MARION, Ill. (TheBlaze/AP) — In protest of a court ruling, a southern Illinois businessman has paid off part of a court-ordered legal settlement with nearly four tons of quarters packed into dozens of bags. In total, the coins were worth $150,000.

And he isn’t sorry. In fact, he said he wishes he could’ve made the payment in pennies.

Illinois Man Repays $500,000 in Insurance Money With 4 Tons of Quarters

In this Wednesday, July 31, 2013 photo, workers unload bags full of quarters from a Brinks Security truck to a trailer in Marion, Ill. The coins were being delivered to two local law firms by Roger Herrin, of Harrisburg, Ill., who was paying off a portion of a court-ordered legal settlement with nearly four tons of quarters packed into dozens of bags. The settlement was related to a 2001 car accident in which his teenage son died.

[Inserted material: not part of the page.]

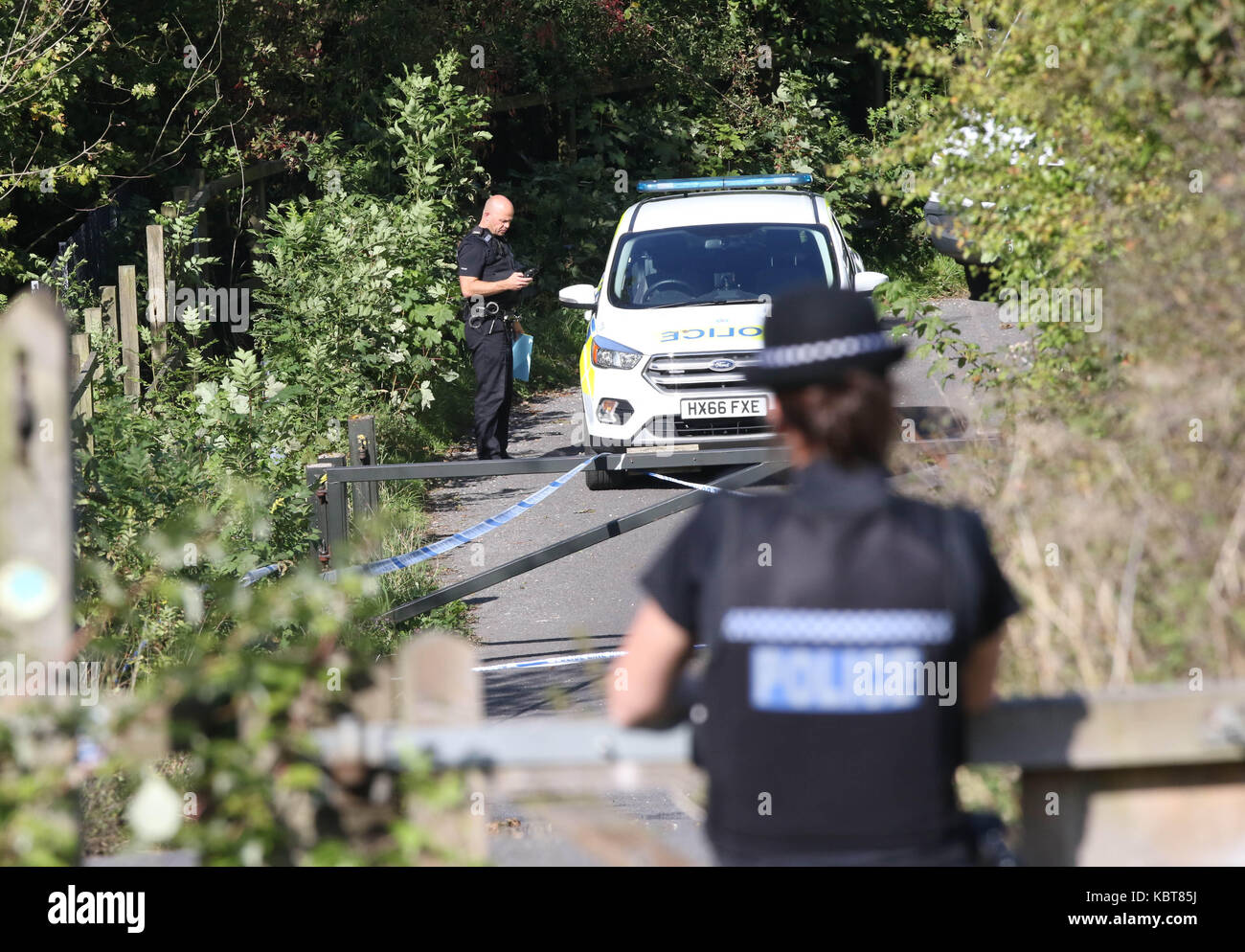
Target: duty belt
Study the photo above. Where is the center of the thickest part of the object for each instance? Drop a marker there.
(490, 312)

Credit: AP

Illinois Man Repays $500,000 in Insurance Money With 4 Tons of Quarters

In this Wednesday, July 31, 2013 photo, bags of quarters are shown in Marion, Ill., before delivery to two local law firms on behalf of Roger Herrin, of Harrisburg, Ill., who was paying off a portion of a court-ordered legal settlement with nearly four tons of quarters packed into dozens of bags. Credit: AP

Roger Herrin, of Harrisburg, was ordered by an appellate court to repay $500,000 in insurance money related to a 2001 car accident in which his teenage son died.

The reimbursement followed years of legal disputes about how the insurance money was apportioned to the crash victims.

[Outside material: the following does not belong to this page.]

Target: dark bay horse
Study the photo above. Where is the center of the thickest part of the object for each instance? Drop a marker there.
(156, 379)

Because his son was the only one of the four passengers in the car who died, Herrin received most of the $800,000 settlement from the car’s insurance. He was also reportedly awarded $1.65 million in other insurance payments due to his son’s death.

“They can have all the money in the world, and I’d take my son back,” Herrin told WSIL. “To support, my deceased son and ex-wife, I have to fight it to the very end, and this is the final end.”

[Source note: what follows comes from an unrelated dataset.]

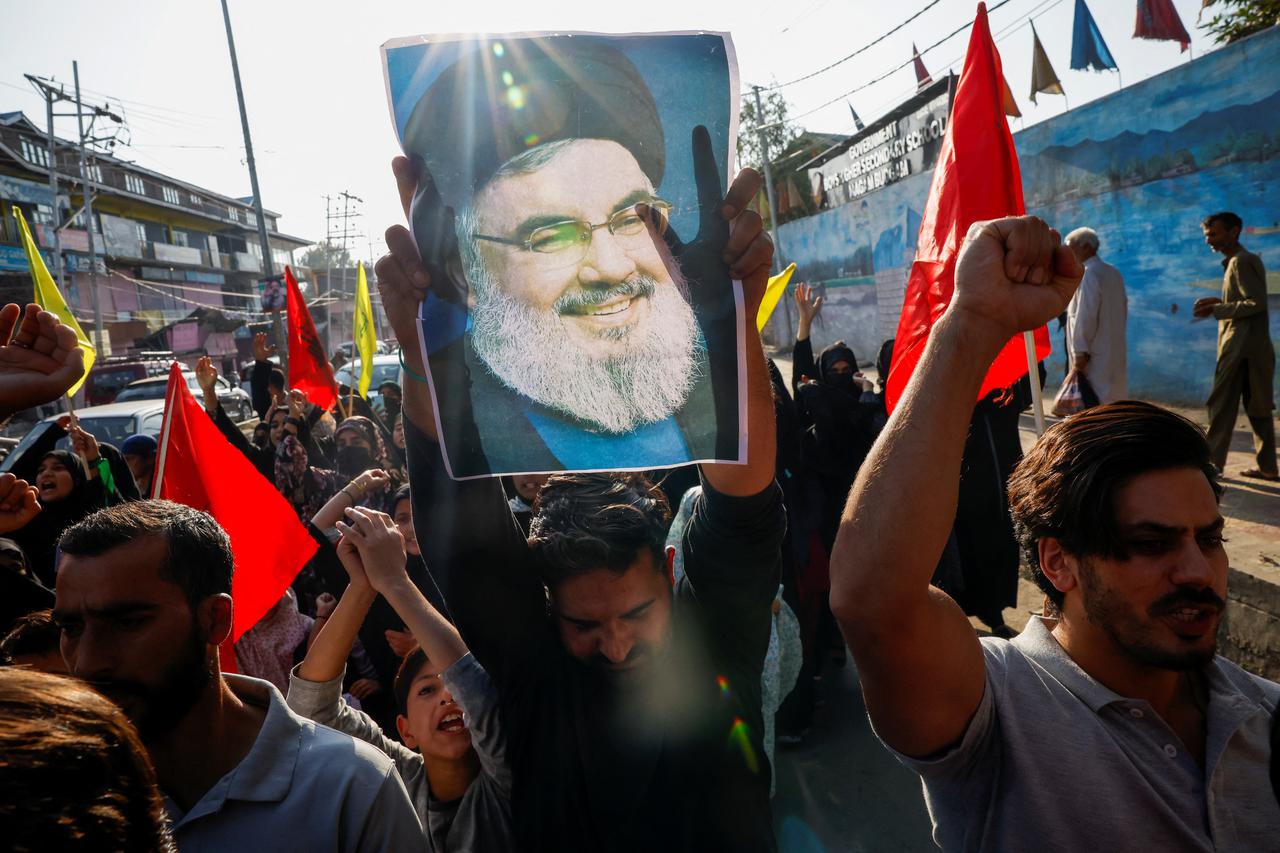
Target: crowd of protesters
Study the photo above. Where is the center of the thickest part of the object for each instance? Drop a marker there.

So as one final act of defiance, Herrin repaid nearly a third of the money – $150,000 – with 50-pound bags of quarters he had trucked in by the Federal Reserve bank in St. Louis. The coins were delivered Wednesday to a Marion law firm.

The attorneys representing the other families were not amused. Herrin, on the other hand, showed no remorse.

“I really wanted to do it in pennies,” he told NBC News.